Pemerintah Kabupaten Mimika menggelar serah terima jabatan (sertijab) bagi pejabat pimpinan tinggi pratama dan administrator, dipimpin langsung oleh Wakil Bupati Emanuel Kemong, didampingi Penjabat Sekretaris Daerah Abraham Kateyau. Momentum ini menjadi lanjutan dari pelantikan dan penataan jabatan sebelumnya yang mencakup 286 posisi—angka yang tidak kecil untuk sebuah perubahan arah organisasi.
Dalam nada yang tenang namun tegas, Wakil Bupati Emanuel Kemong menegaskan bahwa rotasi ini bukan sekadar formalitas, melainkan denyut hidup birokrasi yang harus terus bergerak dan berbenah.
╔══════════════════════════════════════════════════╗
“Ini bagian dari dinamika birokrasi, sekaligus penyegaran untuk meningkatkan pelayanan kepada masyarakat.”
╚══════════════════════════════════════════════════╝
Lebih dari itu, ia mengingatkan bahwa setiap jabatan bukanlah sekadar kursi, melainkan amanah yang sarat tanggung jawab—yang menuntut kesungguhan, integritas, dan kerja nyata.
╔══════════════════════════════════════════════════╗
“Jabatan ini adalah amanah yang harus dijalankan dengan penuh tanggung jawab.”
╚══════════════════════════════════════════════════╝
Para pejabat yang baru dilantik juga diingatkan untuk tidak berjalan sendiri. Dalam struktur pemerintahan yang kompleks, komunikasi dan koordinasi menjadi jembatan yang menentukan keberhasilan pelayanan publik. Tanpa itu, jabatan hanya akan menjadi simbol tanpa makna.
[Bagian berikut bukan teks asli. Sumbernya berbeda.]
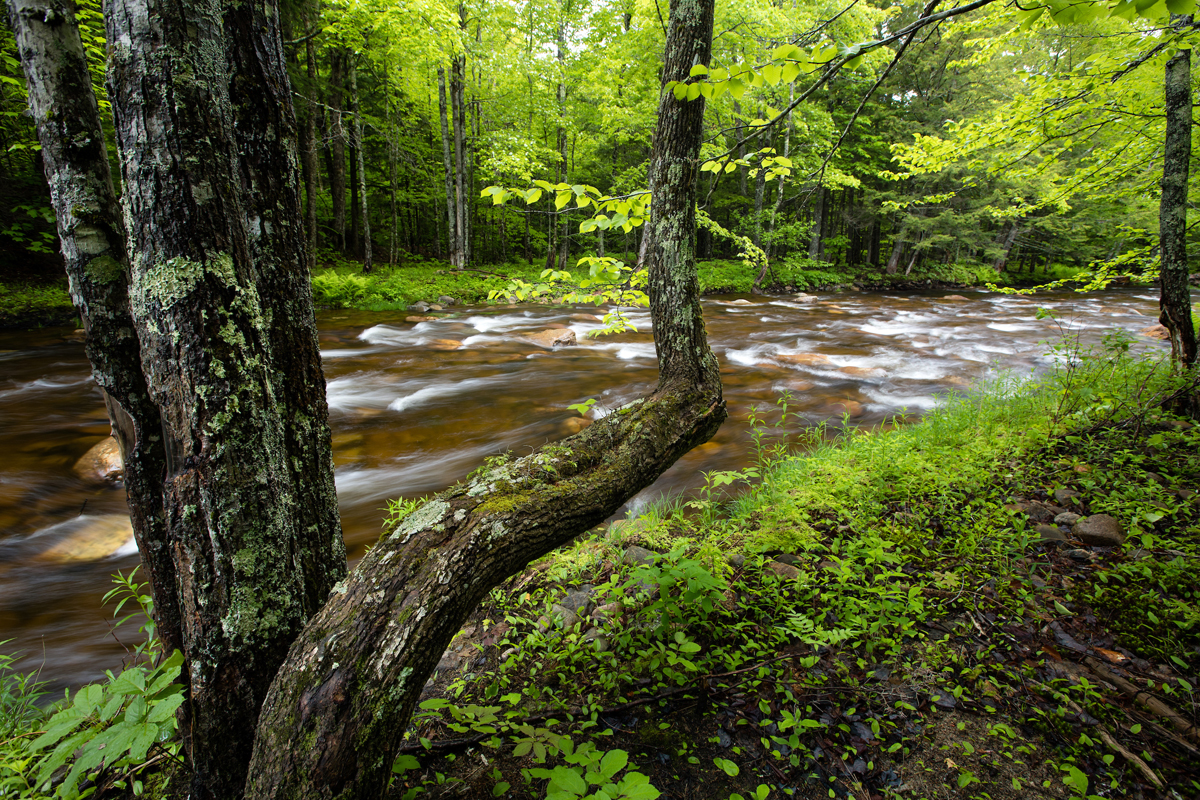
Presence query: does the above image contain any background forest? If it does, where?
[0,0,1196,301]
Di sisi lain, apresiasi turut disampaikan kepada para pejabat sebelumnya—sebuah pengakuan atas dedikasi dan pengabdian yang telah mereka berikan dalam perjalanan birokrasi Mimika.
Secara kontekstual, sertijab dalam skala besar seperti ini mencerminkan upaya serius pemerintah daerah untuk melakukan konsolidasi internal dan penyegaran organisasi. Namun, di balik itu, tersimpan tantangan besar: bagaimana memastikan rotasi jabatan benar-benar berdampak pada peningkatan kinerja, bukan sekadar perpindahan posisi. Dalam birokrasi modern, keberhasilan tidak lagi diukur dari siapa yang menjabat, tetapi sejauh mana pelayanan publik benar-benar dirasakan oleh masyarakat.
Pada akhirnya, setiap penandatanganan berita acara sertijab bukan hanya menandai akhir dari satu tugas, tetapi juga awal dari ujian baru—apakah amanah itu akan dijaga, atau justru dilupakan di balik meja kekuasaan.